Compute delay times in priority array

Company: Amazon

Role: Software Engineer

Category: Coding & Algorithms

Difficulty: Medium

Interview Round: Take-home Project

##### Question Given an array of integers representing task priorities processed from right to left, return an array where each element is the distance (index difference) to the first smaller priority found to its right (or 0 if none exists). Design an algorithm faster than O(N^ 2).

Quick Answer: This question evaluates algorithmic efficiency in array processing, specifically reasoning about nearest-smaller relationships and the use of auxiliary structures to achieve subquadratic performance.
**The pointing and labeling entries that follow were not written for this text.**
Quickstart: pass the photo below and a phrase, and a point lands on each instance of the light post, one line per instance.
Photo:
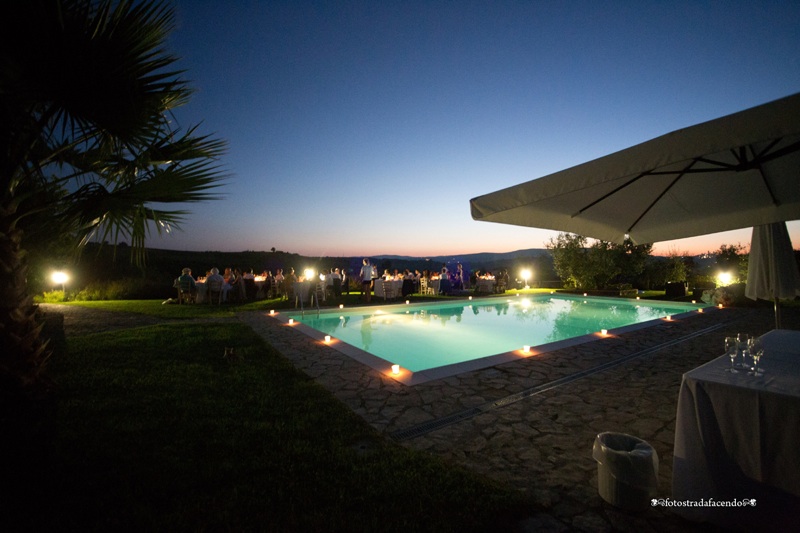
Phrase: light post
(60, 278)
(526, 275)
(724, 279)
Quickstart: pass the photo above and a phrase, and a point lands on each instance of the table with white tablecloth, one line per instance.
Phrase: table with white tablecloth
(484, 285)
(395, 284)
(737, 437)
(202, 291)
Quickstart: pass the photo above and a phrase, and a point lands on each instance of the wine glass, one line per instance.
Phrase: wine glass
(731, 345)
(742, 341)
(756, 349)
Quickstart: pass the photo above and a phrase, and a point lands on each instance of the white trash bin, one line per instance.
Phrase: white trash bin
(627, 470)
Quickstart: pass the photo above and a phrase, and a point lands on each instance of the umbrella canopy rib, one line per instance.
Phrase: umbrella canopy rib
(661, 195)
(736, 171)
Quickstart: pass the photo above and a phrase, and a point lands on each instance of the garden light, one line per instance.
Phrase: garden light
(60, 278)
(526, 275)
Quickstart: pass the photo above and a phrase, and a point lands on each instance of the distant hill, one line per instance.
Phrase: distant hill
(100, 263)
(480, 257)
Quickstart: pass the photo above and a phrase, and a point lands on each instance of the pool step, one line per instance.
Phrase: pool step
(432, 425)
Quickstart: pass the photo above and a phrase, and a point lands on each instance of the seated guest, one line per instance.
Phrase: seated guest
(187, 285)
(345, 281)
(337, 282)
(215, 282)
(214, 275)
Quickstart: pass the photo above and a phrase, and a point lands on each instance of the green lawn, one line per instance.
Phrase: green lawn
(156, 431)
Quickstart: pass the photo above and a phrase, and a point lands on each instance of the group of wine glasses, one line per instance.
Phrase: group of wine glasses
(742, 347)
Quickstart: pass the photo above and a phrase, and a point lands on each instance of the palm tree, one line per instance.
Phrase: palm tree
(88, 146)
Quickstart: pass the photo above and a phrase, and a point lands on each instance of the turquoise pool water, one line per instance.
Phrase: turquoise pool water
(426, 336)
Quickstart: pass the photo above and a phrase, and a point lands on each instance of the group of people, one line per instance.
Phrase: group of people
(456, 279)
(240, 285)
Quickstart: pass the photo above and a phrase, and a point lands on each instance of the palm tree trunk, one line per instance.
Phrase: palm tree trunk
(22, 351)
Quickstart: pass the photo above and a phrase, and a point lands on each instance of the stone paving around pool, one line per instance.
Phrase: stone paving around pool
(540, 441)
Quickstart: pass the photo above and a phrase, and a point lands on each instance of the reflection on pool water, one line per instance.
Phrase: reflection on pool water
(425, 336)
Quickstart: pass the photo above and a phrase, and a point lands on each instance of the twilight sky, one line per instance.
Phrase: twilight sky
(365, 127)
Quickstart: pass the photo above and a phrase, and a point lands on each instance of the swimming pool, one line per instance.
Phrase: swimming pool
(473, 333)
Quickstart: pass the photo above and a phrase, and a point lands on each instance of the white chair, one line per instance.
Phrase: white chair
(389, 292)
(214, 291)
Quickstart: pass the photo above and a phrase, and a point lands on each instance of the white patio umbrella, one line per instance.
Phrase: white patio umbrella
(772, 272)
(733, 172)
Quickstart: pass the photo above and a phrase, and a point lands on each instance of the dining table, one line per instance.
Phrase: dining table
(395, 287)
(484, 285)
(202, 291)
(737, 439)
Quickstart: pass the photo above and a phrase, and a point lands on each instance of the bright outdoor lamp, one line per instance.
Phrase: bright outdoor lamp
(724, 279)
(60, 278)
(526, 275)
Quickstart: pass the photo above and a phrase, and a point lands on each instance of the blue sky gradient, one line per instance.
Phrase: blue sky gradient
(364, 128)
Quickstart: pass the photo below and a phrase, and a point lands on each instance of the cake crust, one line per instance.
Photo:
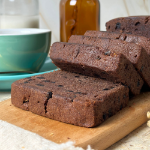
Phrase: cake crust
(69, 97)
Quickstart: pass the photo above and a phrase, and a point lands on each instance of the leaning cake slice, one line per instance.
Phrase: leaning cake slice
(69, 97)
(89, 60)
(136, 54)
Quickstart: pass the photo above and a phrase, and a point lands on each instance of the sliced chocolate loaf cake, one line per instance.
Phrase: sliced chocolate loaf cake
(69, 97)
(90, 60)
(138, 25)
(140, 40)
(136, 54)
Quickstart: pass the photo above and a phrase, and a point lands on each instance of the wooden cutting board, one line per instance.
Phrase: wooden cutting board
(101, 137)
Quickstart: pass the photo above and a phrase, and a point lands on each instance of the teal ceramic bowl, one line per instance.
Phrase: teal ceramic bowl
(23, 49)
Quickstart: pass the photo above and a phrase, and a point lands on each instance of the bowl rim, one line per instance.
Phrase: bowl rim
(23, 31)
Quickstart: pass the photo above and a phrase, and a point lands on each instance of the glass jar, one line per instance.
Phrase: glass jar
(78, 16)
(19, 14)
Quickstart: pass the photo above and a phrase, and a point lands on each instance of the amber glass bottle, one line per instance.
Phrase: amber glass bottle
(78, 16)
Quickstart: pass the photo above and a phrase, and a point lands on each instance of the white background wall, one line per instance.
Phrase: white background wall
(49, 12)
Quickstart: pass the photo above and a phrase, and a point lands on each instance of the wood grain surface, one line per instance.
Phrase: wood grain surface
(101, 137)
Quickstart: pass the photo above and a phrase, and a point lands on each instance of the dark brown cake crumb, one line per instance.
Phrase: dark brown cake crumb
(93, 62)
(80, 100)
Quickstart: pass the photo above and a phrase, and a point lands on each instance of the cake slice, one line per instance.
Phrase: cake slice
(136, 54)
(137, 25)
(140, 40)
(70, 98)
(89, 60)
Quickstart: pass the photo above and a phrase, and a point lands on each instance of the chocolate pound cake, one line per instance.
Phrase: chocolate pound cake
(136, 54)
(89, 60)
(69, 97)
(140, 40)
(138, 25)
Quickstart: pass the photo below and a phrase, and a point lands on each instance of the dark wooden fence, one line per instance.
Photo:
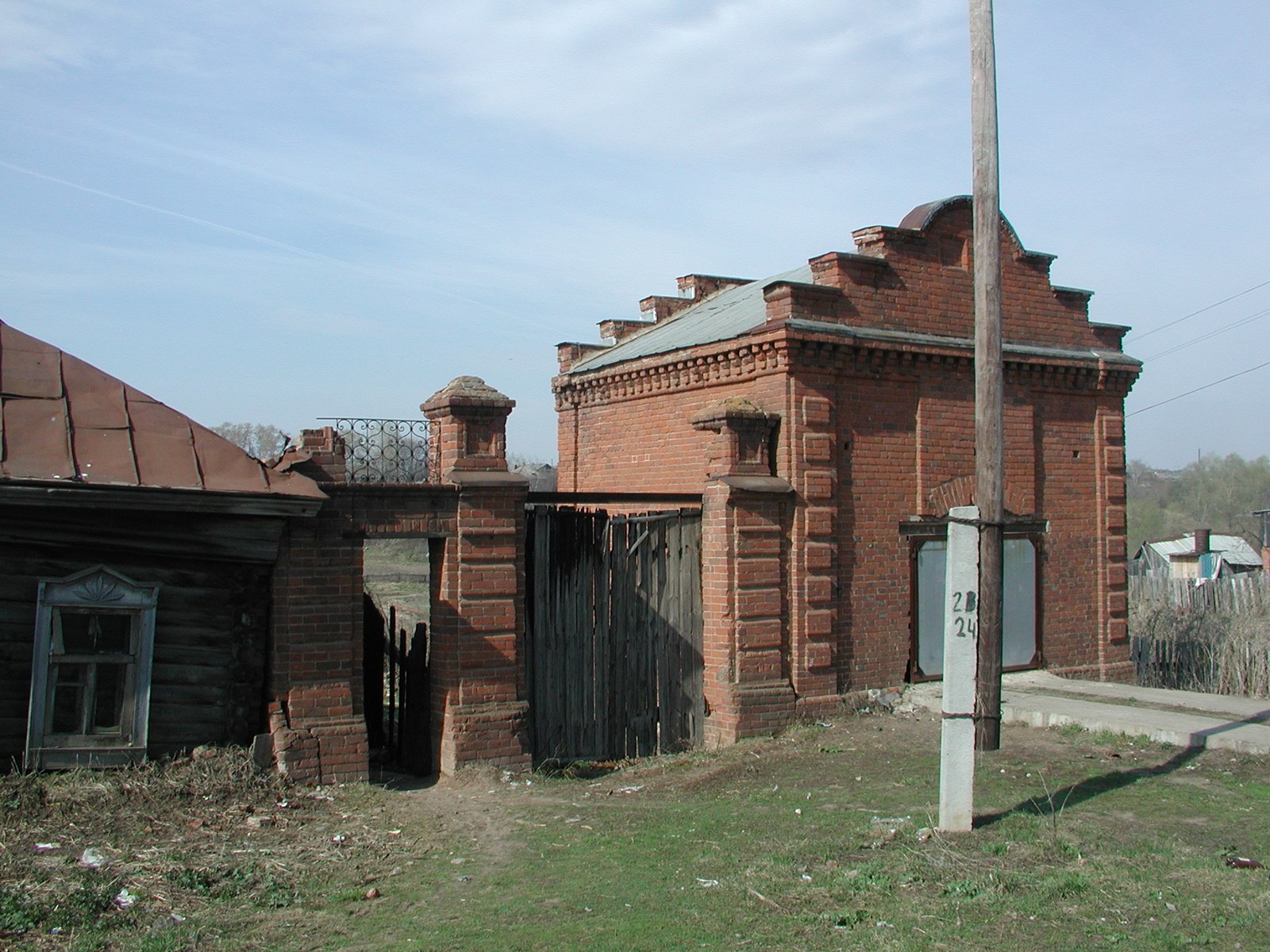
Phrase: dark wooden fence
(614, 644)
(398, 691)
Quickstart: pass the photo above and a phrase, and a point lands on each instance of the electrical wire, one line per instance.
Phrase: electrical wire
(1143, 409)
(1202, 338)
(1193, 314)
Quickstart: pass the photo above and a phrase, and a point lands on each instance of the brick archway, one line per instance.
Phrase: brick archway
(960, 492)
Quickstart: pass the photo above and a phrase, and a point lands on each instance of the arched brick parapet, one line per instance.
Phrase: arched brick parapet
(960, 492)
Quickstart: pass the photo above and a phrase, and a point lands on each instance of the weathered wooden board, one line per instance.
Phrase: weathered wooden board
(211, 625)
(614, 643)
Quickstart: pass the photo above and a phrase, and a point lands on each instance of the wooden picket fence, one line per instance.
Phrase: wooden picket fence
(1212, 638)
(1249, 592)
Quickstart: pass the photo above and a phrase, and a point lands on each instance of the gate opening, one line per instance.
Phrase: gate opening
(397, 612)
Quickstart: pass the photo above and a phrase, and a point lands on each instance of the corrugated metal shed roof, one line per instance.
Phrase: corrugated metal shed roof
(721, 317)
(65, 420)
(1235, 550)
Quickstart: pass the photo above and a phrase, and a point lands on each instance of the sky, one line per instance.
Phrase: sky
(276, 211)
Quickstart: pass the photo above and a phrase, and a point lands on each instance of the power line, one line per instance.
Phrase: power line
(1202, 338)
(1142, 410)
(1193, 314)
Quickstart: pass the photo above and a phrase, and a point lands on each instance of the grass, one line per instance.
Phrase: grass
(817, 839)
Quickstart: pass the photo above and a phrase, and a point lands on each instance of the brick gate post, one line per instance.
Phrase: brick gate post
(478, 617)
(746, 517)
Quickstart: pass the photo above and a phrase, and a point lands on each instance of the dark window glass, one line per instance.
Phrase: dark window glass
(108, 701)
(90, 634)
(69, 689)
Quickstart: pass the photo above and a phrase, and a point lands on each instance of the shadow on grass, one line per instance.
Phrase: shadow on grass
(1083, 791)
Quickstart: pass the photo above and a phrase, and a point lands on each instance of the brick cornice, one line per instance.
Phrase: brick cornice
(730, 361)
(856, 351)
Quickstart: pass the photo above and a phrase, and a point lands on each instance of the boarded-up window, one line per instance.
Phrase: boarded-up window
(1019, 621)
(90, 672)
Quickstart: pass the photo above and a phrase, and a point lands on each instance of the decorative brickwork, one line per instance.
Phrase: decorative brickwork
(476, 522)
(868, 366)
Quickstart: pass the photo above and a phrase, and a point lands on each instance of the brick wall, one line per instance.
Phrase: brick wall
(475, 516)
(879, 431)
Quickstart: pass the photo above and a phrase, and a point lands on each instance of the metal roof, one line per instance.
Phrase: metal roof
(721, 317)
(64, 420)
(1233, 549)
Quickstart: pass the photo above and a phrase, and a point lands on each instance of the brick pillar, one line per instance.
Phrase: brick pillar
(745, 565)
(315, 670)
(1113, 644)
(478, 617)
(325, 451)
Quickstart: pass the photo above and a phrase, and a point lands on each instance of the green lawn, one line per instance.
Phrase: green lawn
(812, 841)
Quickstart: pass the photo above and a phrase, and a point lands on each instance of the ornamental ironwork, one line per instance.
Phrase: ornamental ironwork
(383, 451)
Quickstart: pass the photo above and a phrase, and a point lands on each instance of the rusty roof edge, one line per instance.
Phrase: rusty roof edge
(156, 499)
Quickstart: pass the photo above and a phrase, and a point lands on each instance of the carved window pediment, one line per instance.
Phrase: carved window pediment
(90, 670)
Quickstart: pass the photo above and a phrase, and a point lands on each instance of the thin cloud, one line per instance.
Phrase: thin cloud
(671, 78)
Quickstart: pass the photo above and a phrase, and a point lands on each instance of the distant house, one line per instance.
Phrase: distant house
(1198, 556)
(137, 560)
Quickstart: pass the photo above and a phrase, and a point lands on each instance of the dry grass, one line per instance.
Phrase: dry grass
(175, 838)
(1206, 651)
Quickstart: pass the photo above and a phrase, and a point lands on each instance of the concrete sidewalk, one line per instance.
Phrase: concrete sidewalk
(1179, 717)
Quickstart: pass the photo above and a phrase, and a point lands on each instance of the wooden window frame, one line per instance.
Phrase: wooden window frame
(918, 532)
(97, 590)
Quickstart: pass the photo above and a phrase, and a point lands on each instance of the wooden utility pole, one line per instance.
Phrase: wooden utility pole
(990, 456)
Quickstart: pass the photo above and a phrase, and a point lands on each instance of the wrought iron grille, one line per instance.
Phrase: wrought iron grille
(383, 451)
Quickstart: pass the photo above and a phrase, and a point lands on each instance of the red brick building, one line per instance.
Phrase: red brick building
(829, 412)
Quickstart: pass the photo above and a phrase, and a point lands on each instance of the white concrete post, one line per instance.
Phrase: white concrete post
(960, 654)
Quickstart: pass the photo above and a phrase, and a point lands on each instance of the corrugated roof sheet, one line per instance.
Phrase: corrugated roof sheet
(721, 317)
(65, 420)
(1235, 550)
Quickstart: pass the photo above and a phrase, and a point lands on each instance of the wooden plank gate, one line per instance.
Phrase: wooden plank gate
(397, 691)
(614, 643)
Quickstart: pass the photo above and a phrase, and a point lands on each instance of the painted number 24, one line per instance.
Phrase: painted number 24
(964, 605)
You are given an array `priorities` of integers representing task priorities. Conceptually the tasks are scanned from right to left. For each index `i`, return the distance (the difference in indices) to the **first task to its right that has a strictly smaller priority**. If no such task exists to the right of `i`, the answer for that index is `0`. Return an array `result` of the same length, where `result[i]` is this distance for index `i`. Your algorithm must run faster than O(N^2). Example: - Input: `[5, 3, 8, 4, 2, 6]` - Output: `[1, 3, 1, 1, 0, 0]` Explanation: - i=0 (5): first smaller to the right is 3 at index 1 -> distance 1. - i=1 (3): first smaller is 2 at index 4 -> distance 3. - i=2 (8): first smaller is 4 at index 3 -> distance 1. - i=3 (4): first smaller is 2 at index 4 -> distance 1. - i=4 (2): nothing smaller to the right -> 0. - i=5 (6): nothing to the right -> 0.

Constraints

  • 0 <= len(priorities) <= 10^5
  • -10^9 <= priorities[i] <= 10^9
  • "First smaller" means strictly smaller; equal priorities do not count.
  • If no strictly smaller priority exists to the right, the result for that index is 0.
  • Required time complexity is better than O(N^2).

Examples

Input: ([5, 3, 8, 4, 2, 6],)

Expected Output: [1, 3, 1, 1, 0, 0]

Explanation: Worked example: 5->3(d1), 3->2(d3), 8->4(d1), 4->2(d1), 2->none, 6->none.

Input: ([1, 2, 3, 4],)

Expected Output: [0, 0, 0, 0]

Explanation: Strictly increasing — no element ever has a smaller element to its right.

Input: ([4, 3, 2, 1],)

Expected Output: [1, 1, 1, 0]

Explanation: Strictly decreasing — each element's immediate right neighbor is smaller; last has none.

Input: ([7],)

Expected Output: [0]

Explanation: Single element has nothing to its right.

Input: ([],)

Expected Output: []

Explanation: Empty input returns an empty array.

Input: ([3, 3, 3, 3],)

Expected Output: [0, 0, 0, 0]

Explanation: All equal — equality is not 'strictly smaller', so every answer is 0.

Input: ([2, 5, 5, 1, 5],)

Expected Output: [3, 2, 1, 0, 0]

Explanation: The first strictly smaller value (1 at index 3) is the target for the first three elements; the trailing 5 has nothing smaller to its right.

Input: ([-1, -3, -2, 0],)

Expected Output: [1, 0, 0, 0]

Explanation: Negatives: -1's first smaller is -3 at distance 1; -3 has nothing smaller to its right; -2 and 0 likewise have no strictly smaller value to their right.

Hints

  1. A brute force scan to the right for every index is O(N^2). Think about what work you can reuse across indices.
  2. Process the array from right to left and maintain a monotonic stack of indices whose priorities are strictly increasing from bottom to top.
  3. Before recording the answer for index i, pop every stacked index whose priority is >= priorities[i] — those can never be the 'first smaller' for any element further left either. The top of the stack after popping (if any) is the first strictly smaller element to the right.